A Dictionary of Music and Musicians/Guglielmi, Pietro

1504665A Dictionary of Music and Musicians — Guglielmi, Pietro


GUGLIELMI, Pietro, born at Massa-Carrara in 1727 [App. p.661 "May"]. His father was an accomplished musician and Maestro di Capella to the Duke of Modena. At the age of 18 he was sent to supplement his home training at the Neapolitan Conservatorio, where he had the advantage of the tutorship of Durante. Volatility of temperament rather than stupidity hindered his progress in harmony, and it only required a single incident, sufficiently exciting to induce twenty-four hours of self-concentration, to make him at once evince his superiority to all his class-fellows. As soon as he left the Conservatorio he started on a tour through the principal cities of Italy, beginning with Turin, where he brought out his earliest opera (1755). Everywhere his genius was cordially acknowledged, and his best works met with general applause. He is known however to have made a great number of failures, which were probably the result of that careless workmanship to which artists of his self-indulgent and pleasure-loving habits are prone. From Italy he went to Dresden, Brunswick, and finally to London, whither his wife appears to have accompanied him, and where his success seems to have been checked by the intrigues of a musical cabal. In 1777 he returned to Naples to find that Cimarosa and Paisiello, each in the height of his fame, had eclipsed between them a reputation which his own fifteen years of absence had allowed to wane. It is to his credit that the necessity of struggling against these two younger rivals spurred Guglielmi to unwonted effort, and that the decade during which he divided with them the favour of the Neapolitan public was the culminating epoch of his mental activity. Wearied of the stage, Guglielmi finally in 1793 accepted the post of Maestro at the Vatican, and died in harness at Rome in 1804 [App. p.661 "Nov. 19"].

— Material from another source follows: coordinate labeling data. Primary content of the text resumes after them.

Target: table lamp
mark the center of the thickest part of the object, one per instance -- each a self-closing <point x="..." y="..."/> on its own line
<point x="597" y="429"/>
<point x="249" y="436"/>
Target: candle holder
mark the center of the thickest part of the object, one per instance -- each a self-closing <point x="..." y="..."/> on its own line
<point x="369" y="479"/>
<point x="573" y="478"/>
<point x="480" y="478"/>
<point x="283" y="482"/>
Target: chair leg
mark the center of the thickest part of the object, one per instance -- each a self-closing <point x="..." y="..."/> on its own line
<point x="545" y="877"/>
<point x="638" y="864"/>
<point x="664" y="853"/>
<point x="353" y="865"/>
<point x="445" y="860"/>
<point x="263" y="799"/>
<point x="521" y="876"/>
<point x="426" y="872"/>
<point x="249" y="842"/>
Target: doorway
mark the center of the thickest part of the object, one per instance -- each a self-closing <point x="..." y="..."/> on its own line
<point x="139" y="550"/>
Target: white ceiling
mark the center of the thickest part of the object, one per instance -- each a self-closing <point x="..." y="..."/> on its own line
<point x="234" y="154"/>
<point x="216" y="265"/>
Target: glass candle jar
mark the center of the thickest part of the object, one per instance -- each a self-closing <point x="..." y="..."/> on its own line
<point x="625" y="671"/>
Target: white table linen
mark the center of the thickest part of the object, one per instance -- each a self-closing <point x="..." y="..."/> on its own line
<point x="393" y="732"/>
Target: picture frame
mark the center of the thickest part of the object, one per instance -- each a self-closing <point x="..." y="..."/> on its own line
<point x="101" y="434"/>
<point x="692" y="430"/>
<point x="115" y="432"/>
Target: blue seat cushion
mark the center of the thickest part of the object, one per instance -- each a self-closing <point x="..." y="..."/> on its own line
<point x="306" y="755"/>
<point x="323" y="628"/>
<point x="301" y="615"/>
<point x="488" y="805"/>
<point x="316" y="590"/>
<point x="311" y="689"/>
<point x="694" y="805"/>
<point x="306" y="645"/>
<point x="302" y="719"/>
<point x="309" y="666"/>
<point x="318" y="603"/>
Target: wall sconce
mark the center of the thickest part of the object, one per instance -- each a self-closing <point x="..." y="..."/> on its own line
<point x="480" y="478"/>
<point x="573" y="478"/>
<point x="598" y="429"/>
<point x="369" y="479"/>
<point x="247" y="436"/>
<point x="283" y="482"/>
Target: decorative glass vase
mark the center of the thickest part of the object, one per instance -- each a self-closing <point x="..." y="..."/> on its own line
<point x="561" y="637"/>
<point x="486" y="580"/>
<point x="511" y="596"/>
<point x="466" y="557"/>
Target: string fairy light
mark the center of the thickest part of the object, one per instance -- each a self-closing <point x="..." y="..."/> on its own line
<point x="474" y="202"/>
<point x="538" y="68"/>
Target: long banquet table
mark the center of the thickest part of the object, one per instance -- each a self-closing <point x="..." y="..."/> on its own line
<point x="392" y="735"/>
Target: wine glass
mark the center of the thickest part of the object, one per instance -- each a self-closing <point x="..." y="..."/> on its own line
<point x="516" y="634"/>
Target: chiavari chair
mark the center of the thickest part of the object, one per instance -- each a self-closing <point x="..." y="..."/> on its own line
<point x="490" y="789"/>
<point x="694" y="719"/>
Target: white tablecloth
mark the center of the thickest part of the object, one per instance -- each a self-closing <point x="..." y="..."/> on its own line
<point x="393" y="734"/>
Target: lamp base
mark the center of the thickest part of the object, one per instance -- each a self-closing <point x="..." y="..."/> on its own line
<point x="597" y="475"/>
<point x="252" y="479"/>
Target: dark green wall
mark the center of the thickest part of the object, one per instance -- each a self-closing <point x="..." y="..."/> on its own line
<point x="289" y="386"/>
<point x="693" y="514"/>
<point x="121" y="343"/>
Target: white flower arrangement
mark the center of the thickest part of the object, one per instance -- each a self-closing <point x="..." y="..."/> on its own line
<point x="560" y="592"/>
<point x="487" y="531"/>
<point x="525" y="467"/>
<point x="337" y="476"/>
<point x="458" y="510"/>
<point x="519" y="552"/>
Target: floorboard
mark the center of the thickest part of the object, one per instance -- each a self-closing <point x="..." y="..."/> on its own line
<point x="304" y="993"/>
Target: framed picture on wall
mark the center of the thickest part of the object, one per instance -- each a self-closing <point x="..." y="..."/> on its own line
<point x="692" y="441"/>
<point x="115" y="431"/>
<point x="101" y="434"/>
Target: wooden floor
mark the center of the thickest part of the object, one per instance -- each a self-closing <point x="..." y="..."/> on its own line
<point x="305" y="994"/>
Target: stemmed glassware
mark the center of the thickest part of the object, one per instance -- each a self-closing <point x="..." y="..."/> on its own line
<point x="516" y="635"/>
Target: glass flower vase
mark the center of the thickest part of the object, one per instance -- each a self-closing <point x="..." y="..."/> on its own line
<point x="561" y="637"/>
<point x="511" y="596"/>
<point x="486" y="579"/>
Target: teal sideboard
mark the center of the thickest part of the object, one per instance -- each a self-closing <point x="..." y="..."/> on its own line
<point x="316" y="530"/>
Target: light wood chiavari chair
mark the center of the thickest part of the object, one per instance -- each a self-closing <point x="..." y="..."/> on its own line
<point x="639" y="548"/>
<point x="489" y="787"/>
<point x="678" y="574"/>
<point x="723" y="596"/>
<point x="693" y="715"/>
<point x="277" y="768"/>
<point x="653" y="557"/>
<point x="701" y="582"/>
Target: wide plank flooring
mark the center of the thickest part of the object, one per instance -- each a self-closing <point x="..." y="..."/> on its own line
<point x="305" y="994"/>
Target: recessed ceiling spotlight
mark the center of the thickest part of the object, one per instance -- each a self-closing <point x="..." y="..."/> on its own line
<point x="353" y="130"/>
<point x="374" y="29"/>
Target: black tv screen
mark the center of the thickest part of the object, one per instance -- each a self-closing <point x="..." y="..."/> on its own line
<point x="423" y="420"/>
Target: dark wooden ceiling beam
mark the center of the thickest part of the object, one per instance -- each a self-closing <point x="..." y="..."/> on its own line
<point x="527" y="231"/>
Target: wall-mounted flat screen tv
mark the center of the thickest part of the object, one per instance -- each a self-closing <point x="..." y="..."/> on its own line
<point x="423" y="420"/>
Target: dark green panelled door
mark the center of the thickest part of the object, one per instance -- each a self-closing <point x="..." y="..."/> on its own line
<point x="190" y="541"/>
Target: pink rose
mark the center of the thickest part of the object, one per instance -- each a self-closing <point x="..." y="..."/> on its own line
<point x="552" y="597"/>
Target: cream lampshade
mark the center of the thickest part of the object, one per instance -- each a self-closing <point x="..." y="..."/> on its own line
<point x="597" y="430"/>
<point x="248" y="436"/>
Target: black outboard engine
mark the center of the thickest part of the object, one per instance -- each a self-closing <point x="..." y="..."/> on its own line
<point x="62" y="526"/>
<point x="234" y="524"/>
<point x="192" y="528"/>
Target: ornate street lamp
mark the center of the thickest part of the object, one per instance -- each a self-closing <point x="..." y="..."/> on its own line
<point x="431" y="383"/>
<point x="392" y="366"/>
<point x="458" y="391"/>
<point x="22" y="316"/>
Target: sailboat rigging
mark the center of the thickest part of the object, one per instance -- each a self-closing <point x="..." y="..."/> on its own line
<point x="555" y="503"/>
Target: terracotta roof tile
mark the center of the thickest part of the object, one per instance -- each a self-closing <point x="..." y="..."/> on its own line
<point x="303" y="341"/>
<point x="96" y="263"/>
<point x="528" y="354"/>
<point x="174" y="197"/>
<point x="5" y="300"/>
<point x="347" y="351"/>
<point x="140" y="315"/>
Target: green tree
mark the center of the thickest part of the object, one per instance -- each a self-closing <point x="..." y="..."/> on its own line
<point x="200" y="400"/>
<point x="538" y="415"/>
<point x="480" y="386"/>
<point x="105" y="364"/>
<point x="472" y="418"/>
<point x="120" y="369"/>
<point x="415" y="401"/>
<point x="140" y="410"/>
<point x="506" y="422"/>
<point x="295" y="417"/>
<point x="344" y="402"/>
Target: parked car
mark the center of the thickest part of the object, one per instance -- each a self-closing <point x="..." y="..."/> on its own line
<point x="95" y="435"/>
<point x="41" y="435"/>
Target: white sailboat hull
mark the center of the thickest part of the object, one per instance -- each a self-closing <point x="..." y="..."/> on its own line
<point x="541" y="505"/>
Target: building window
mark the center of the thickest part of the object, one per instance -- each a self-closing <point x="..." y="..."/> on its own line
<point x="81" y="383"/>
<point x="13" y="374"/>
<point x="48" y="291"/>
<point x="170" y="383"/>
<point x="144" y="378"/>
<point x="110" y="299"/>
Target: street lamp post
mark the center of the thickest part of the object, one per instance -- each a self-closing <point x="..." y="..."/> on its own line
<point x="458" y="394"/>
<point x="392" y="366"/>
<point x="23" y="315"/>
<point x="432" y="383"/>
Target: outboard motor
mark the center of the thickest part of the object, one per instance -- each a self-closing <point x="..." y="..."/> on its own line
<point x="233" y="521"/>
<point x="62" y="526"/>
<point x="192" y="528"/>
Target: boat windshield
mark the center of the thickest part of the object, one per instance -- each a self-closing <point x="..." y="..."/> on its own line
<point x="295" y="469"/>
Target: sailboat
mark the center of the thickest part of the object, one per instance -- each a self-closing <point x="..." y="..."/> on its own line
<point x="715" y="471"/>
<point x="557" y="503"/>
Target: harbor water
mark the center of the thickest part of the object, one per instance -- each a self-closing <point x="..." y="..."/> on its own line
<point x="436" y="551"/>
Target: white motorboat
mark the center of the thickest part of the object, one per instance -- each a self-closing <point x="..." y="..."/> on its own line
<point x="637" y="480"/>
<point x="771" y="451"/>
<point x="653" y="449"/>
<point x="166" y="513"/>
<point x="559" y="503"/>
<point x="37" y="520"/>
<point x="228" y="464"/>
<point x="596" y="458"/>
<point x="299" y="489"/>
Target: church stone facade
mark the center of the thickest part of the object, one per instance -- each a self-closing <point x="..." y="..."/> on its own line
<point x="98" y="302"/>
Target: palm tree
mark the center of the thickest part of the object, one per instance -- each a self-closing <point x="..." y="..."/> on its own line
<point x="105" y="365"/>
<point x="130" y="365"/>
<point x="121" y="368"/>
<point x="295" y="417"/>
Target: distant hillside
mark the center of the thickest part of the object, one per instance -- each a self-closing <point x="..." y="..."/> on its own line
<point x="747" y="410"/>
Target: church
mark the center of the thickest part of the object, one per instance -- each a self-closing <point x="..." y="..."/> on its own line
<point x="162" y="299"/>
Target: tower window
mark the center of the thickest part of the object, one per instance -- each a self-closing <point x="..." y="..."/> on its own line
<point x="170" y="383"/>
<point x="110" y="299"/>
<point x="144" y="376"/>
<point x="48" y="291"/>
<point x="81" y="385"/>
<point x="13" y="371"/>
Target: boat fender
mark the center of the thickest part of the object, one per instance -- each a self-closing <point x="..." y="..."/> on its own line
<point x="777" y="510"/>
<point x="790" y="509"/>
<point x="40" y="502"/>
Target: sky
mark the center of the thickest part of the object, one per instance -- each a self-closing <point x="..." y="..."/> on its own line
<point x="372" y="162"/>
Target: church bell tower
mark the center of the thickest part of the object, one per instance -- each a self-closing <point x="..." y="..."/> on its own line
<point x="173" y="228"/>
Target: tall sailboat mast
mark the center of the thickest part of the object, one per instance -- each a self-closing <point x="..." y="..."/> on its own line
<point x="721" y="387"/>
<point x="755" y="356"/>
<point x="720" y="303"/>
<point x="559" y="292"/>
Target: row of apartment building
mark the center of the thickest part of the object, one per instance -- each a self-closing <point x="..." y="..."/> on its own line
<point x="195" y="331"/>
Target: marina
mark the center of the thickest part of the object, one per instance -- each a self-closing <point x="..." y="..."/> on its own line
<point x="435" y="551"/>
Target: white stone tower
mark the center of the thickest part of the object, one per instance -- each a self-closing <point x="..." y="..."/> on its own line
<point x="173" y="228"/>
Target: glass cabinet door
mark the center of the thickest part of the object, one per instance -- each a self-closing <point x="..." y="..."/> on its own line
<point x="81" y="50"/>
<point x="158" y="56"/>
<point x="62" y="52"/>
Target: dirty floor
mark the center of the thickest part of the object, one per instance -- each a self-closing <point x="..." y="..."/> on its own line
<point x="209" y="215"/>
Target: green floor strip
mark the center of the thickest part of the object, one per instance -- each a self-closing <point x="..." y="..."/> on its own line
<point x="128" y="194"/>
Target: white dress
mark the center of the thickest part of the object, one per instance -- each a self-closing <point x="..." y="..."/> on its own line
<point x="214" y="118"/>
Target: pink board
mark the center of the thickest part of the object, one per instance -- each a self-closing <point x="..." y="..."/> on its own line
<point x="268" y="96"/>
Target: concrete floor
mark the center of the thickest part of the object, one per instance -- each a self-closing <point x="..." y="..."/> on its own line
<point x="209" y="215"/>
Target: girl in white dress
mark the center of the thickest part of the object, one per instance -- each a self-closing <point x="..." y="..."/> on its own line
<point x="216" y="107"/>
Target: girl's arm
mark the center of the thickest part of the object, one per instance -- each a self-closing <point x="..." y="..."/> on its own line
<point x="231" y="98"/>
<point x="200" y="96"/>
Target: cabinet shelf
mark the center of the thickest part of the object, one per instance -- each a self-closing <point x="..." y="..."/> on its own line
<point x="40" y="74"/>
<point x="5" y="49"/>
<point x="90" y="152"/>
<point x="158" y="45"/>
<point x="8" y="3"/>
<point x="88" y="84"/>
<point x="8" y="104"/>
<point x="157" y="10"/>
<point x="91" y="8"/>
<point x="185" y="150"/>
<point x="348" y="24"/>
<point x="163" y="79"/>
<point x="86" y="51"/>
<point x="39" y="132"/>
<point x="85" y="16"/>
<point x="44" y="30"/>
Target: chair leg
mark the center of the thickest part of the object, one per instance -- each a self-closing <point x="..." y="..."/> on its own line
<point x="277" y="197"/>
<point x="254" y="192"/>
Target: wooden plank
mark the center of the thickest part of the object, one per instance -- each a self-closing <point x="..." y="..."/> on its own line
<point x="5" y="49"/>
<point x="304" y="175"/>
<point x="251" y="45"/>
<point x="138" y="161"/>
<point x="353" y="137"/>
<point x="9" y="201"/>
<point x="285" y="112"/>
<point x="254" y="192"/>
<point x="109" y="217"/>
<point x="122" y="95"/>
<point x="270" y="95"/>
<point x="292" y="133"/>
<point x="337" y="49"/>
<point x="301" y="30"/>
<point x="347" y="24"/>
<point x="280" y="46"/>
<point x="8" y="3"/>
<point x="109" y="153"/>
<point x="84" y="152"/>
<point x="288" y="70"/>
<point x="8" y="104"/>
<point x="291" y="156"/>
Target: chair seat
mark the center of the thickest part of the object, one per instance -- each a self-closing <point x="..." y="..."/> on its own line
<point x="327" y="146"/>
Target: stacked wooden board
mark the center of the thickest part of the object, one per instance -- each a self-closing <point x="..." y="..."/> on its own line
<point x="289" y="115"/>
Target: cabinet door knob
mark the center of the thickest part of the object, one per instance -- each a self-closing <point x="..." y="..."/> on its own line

He was a spendthrift and a debauchee; a bad husband, and a worse father. He abandoned a faithful wife, neglected his promising children, and squandered on a succession of worthless mistresses, most of whom were picked up in the green room, a fortune which it was his one trait of worldly wisdom to have known how to amass. But he stands high among composers of the second order, and he had the fecundity as well as the versatility of genius. His operas were numerous and their style was varied, and he composed masses, motets, hymns, and psalms, for the church, besides a great deal of important chamber-music for the clavecin, violin, and violoncello. Fétis gives a list of 79 of his operas, and assumes that this number is incomplete owing to the habit then prevalent in Italy of preserving only the scores of such works as had been fairly successful. Of these by far the greater number would be uninteresting now-a-days, but his 'I due Gemelli,' 'La Serva innamorata,' 'La Pastorella Nobile,' 'La Didone,' 'Enea e Lavinia,' 'Debora e Sisera,' 'I Viaggiatori,' and 'La Bella Pescatrice,' will always hold a considerable place in the history of music. A bravura air of Guglielmi's, 'Gratias agimus,' for high soprano, with clarinet obligato, was long a favourite in English, concert programmes.